MASTERS OF THE MEDIUM
I only place Colby College’s “Act of Sight: The Tsiaras Family Photography Collection” last because it runs the longest (Aug. 14). This is a major show with a capital “M.” The collection, donated by alumni Dr. William Tsiaras and his wife Nancy Meyer (both class of ’68), encompasses over 400 photographs by most every master of the medium, including Berenice Abbott, Margaret Bourke-White, Harry Callahan, Walker Evans, Gordon Parks, Aaron Siskind, Edward Steichen, and on and on.
Tsiaris had a long career as a renowned ophthalmologist. He traces his love of photography to his father’s purchase of a Zeiss Ikon 35mm camera, shortly after arriving with his family in America, from Greece, in the wake of World War II. “It represented a conscious effort to chronicle our lives and the growth of our family in our adopted culture and home,” Tsiaras writes in the elegant catalogue, which is an essential reference for any photography enthusiast. His brothers would go on to successful careers in the photographic arts.
In a way, aside from the many, many extraordinary images here – documentary, experimental, biographical – the collection is still largely about family. The exhibition excels in photographs of children at many stages of development and from many economic, social and ethnic backgrounds: Edward Schwartz’s disarming 1948 shot of four children mugging for the camera; Leo Rubinfien’s “Boys Posing as Shaolin Warriors, near Kampung Sasak, Surabaya, Indonesia, 1983”; Ed Clark’s 1949 “Black Schoolhouse, West Memphis, Arkansas”; James Van Der Zee’s 1928 “Tap Dance Dress Rehearsal” of 1928. There are many.

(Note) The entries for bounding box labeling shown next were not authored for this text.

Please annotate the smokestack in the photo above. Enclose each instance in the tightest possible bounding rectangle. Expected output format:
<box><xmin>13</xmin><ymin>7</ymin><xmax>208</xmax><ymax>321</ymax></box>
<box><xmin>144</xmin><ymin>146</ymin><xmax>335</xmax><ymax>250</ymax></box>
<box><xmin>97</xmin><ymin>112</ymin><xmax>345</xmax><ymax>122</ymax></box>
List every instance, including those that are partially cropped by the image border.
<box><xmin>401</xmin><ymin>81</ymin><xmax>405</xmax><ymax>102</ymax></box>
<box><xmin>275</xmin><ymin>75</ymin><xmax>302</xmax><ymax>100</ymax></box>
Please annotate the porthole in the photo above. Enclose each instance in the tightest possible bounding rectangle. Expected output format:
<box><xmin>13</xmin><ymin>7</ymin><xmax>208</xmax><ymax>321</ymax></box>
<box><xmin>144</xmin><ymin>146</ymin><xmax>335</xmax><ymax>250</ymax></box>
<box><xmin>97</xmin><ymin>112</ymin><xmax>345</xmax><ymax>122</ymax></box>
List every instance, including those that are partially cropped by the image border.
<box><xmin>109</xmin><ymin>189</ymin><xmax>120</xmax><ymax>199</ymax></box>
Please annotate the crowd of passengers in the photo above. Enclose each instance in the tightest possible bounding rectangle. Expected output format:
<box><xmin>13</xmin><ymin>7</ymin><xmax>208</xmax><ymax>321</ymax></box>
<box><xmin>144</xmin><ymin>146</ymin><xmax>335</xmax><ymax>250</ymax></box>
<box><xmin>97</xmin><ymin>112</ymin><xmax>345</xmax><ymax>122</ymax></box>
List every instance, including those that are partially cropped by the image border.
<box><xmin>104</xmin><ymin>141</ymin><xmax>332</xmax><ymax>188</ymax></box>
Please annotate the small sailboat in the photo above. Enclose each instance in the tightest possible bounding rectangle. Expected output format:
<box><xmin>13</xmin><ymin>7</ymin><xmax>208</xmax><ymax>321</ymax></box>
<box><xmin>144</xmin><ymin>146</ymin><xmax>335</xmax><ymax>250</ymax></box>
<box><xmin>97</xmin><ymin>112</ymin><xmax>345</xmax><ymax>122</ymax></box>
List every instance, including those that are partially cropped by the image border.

The importance of the collection to the academics of the school cannot be understated. Images from it have become teaching tools for courses across a variety of subjects: anthropology, biology, environmental studies, queer studies, art. And the history they chronicle is breathtaking in its scope and relevance to today – from Robert Polidoro’s 2001 photo of a Russian classroom abandoned in the wake of the Chernobyl disaster and Dorothea Lange’s migrant camp near Bakersfield, California, (1935), to events such as Gandhi’s funeral and Robert F. Kennedy’s assassination, accounts of American labor, scientific advancements, war drills and other war preparations. They reveal perpetual cycles of human fallibility, ideological conflict and exploitation, as well as a rich panoply of social customs, joyous gatherings and human achievements.